Tufty was going through a moult, but she has grown back a new set of feathers and all of the chickens have started laying again. Although normally hens stop laying during winter, ours are still going strong, however, they do take a day off every now and then, which is fine by me.
We also had our first winter weather of the season mid-December; freezing rain. Freezing rain is fairly rare in Britain, it’s different from black ice which basically is rain water freezing on the surface of the roads. Freezing rain is supercooled rain which freezes immediately upon contact with any surface. So, it’s not just the roads that become icy, but everything else too! I had to close the shop 1 hour early that day as our main road (A823) became more of an ice rink and our path leading up to the house was even worse! Good job I left early, because when I came home the trees were that heavy with ice, they hang over and touched the roof of the car as I drove underneath them! And when I got out, I noticed that even the door handle was covered in a layer of ice! I had to give the latch of the gate a hard knock to get the ice off! This picture shows what it looked like, and I can assure you that that is ice and not rain! And, as you know I am weather-mad, so I thought this unusual (albeit dangerous) weather was super cool (excuse the pun)!
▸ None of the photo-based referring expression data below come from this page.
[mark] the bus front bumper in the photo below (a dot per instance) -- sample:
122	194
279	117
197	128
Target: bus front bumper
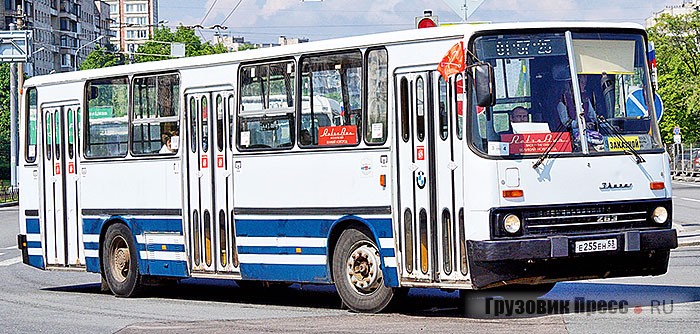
552	259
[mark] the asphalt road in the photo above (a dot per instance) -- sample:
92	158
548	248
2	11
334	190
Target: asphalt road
71	302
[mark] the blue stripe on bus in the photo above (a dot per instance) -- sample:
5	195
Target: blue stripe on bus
33	226
168	247
387	252
391	277
139	225
281	250
33	244
36	261
168	268
319	228
92	264
284	272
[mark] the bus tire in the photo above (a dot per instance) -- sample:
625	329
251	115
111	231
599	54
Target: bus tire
120	262
358	275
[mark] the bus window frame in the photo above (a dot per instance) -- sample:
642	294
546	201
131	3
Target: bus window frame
277	113
156	118
86	119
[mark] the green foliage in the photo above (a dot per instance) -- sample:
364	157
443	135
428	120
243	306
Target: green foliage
676	39
102	57
187	36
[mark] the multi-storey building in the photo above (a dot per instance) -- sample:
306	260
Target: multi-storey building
63	31
133	22
686	7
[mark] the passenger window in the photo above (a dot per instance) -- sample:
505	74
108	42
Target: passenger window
266	108
31	114
331	104
377	103
107	122
155	123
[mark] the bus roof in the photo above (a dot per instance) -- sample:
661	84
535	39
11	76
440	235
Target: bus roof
449	31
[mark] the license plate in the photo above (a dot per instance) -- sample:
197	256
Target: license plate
595	245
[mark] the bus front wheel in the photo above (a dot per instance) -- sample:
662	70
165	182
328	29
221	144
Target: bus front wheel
120	262
358	275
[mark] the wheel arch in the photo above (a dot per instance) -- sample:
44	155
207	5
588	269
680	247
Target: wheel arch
343	224
103	232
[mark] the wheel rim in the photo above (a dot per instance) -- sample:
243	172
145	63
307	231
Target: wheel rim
363	270
121	258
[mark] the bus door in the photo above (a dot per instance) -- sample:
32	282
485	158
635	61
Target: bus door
60	206
427	191
209	183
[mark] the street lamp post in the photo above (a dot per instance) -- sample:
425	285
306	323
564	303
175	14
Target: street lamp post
77	52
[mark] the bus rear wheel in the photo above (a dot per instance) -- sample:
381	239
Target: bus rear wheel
358	275
120	262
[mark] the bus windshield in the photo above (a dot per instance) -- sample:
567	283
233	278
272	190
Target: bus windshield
539	108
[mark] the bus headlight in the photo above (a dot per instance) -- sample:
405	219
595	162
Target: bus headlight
660	215
511	223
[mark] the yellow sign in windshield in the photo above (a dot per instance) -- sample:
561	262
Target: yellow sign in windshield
616	144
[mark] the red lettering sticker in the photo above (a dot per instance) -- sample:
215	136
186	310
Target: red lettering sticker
420	153
537	143
337	135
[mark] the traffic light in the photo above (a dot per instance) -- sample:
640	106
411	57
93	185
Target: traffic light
427	20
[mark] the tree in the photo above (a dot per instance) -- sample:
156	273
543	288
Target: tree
677	40
162	37
103	57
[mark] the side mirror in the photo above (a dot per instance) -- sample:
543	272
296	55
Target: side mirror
484	85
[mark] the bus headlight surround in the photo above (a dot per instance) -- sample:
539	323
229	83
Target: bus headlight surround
660	215
511	223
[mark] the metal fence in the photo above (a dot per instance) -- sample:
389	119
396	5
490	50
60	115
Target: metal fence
685	161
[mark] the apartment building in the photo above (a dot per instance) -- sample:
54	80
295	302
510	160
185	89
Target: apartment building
64	32
685	7
132	22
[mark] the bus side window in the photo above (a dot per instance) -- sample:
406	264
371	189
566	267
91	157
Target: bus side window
266	117
155	122
30	131
331	104
377	85
107	118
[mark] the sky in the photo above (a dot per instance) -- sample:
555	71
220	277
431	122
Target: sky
263	21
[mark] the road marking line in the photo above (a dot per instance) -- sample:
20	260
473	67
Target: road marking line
10	262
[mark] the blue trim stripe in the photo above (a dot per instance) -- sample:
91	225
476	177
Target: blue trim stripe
319	228
281	250
36	261
282	272
92	264
139	225
168	247
33	226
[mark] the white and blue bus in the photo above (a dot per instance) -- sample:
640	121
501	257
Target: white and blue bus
354	162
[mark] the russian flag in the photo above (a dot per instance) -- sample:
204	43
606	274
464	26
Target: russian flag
651	55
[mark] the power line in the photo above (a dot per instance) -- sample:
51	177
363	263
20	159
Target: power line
231	12
208	11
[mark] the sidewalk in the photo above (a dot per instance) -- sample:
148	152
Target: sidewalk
688	234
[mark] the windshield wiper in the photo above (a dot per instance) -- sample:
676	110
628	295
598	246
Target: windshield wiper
546	152
627	147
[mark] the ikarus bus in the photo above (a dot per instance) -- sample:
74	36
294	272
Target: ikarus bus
533	158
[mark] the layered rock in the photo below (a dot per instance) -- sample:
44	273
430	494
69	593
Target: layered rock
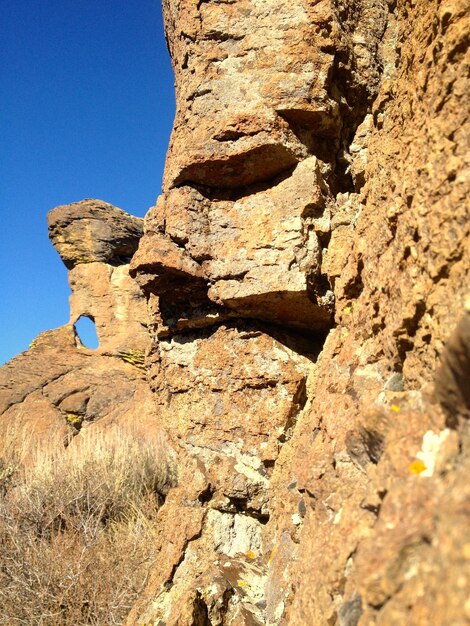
59	386
305	271
315	183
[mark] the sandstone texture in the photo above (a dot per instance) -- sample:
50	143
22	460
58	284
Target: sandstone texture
300	292
305	267
59	386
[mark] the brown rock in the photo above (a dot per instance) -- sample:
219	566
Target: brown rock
93	230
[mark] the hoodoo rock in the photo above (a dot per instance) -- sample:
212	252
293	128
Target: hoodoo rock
299	293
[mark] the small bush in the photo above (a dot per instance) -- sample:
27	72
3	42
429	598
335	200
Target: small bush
76	529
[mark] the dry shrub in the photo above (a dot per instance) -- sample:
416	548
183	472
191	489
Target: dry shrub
76	529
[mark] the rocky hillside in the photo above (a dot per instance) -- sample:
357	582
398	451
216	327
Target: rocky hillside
307	349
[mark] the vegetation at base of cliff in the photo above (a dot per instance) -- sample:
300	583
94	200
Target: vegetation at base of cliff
77	528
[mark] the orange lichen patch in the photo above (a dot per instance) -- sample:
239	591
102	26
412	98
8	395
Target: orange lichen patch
417	467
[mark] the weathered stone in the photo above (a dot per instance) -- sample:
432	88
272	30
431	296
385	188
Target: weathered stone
93	230
305	270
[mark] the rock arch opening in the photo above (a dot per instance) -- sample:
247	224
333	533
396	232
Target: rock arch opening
85	332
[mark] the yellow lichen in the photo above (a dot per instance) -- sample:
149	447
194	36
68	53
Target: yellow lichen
417	467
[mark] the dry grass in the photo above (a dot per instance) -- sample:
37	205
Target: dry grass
76	529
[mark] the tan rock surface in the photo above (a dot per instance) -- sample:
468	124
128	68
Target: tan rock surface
305	271
58	386
363	109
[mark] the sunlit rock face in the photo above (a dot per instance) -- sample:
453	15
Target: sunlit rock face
304	267
257	159
59	386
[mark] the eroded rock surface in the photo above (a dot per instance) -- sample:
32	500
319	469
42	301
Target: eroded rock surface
315	187
307	344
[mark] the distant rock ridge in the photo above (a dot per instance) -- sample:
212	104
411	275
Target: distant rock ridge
293	318
59	386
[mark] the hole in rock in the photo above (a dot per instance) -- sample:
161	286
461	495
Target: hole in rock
85	331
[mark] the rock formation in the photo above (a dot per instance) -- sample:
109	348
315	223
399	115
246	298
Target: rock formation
59	386
304	268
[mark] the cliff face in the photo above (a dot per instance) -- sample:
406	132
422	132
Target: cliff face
304	269
59	386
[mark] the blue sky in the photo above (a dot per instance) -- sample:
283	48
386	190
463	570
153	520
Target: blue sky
86	111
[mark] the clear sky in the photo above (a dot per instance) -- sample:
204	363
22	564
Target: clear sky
86	111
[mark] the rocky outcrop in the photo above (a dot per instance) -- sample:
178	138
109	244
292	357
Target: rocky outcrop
59	386
304	268
307	344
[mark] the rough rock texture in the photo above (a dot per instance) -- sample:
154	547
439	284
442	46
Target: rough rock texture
314	188
59	386
305	270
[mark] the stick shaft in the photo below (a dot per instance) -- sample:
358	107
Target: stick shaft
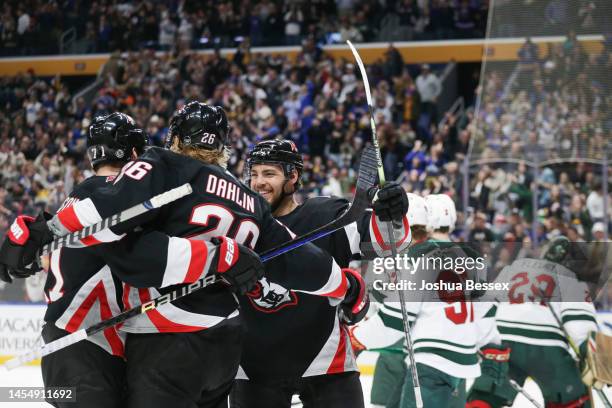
132	212
390	230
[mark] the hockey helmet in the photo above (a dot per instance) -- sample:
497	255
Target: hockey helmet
111	138
201	125
440	212
417	210
281	152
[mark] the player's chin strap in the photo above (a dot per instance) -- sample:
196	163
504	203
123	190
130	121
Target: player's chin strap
391	232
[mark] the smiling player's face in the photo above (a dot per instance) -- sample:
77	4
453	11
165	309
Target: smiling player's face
268	180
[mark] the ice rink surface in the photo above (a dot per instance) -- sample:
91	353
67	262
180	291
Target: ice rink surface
30	377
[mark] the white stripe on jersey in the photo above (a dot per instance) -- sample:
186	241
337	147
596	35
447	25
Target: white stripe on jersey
143	324
177	264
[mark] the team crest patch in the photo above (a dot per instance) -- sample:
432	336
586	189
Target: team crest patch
270	297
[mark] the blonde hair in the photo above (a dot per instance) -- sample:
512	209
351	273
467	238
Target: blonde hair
220	158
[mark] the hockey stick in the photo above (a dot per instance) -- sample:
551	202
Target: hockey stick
521	390
365	179
150	204
390	231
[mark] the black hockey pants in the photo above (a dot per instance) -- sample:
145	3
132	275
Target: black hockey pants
183	370
97	376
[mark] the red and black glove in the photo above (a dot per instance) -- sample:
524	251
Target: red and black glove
356	302
356	345
237	265
390	203
25	238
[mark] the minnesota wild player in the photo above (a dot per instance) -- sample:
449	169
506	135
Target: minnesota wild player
445	332
540	348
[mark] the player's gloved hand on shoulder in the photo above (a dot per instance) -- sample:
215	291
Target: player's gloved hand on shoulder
356	303
390	203
237	264
18	253
494	365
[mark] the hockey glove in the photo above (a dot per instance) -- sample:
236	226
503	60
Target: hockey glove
356	303
355	344
494	365
237	265
23	240
390	203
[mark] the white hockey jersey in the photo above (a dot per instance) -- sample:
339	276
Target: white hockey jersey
444	333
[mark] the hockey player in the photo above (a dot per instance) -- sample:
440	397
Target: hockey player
390	368
307	350
444	334
188	352
527	326
81	290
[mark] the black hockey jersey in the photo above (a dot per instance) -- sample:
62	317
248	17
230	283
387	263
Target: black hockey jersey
80	289
220	205
304	336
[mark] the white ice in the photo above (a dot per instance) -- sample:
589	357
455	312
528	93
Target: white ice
31	377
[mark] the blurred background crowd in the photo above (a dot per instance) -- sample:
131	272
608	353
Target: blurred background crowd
35	27
536	133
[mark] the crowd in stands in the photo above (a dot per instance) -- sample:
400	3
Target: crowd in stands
319	103
35	26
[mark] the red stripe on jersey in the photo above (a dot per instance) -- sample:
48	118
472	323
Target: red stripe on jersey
199	253
69	219
90	241
162	324
378	235
97	293
337	364
340	291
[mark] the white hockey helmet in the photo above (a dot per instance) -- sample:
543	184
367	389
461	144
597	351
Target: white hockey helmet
417	210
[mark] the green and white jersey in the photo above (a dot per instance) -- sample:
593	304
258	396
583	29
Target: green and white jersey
444	333
524	319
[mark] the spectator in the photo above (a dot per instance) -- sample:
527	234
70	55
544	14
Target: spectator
167	32
294	18
595	203
429	87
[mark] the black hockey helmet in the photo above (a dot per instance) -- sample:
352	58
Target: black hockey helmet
201	125
111	138
281	152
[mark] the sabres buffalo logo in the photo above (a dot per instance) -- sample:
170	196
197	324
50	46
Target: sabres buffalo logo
269	297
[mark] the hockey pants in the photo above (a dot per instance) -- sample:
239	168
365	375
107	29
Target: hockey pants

I recently joined a vegetable growers group on Facebook and they were complaining about how their parsnips didn’t germinate at all this year. Someone posted a picture of her one and only parsnip this year and someone else commented that that it was one more than she had managed to grow! Personally, I have lots of parsnips this year and big ones at that, too! One of the reasons for this may be because England had a much longer, drier and hotter summer than we had in Scotland, the parsnips grown south of the border didn’t do as well as the ones grown up here. So, you see, sometimes living in a slightly cooler climate can actually be beneficial.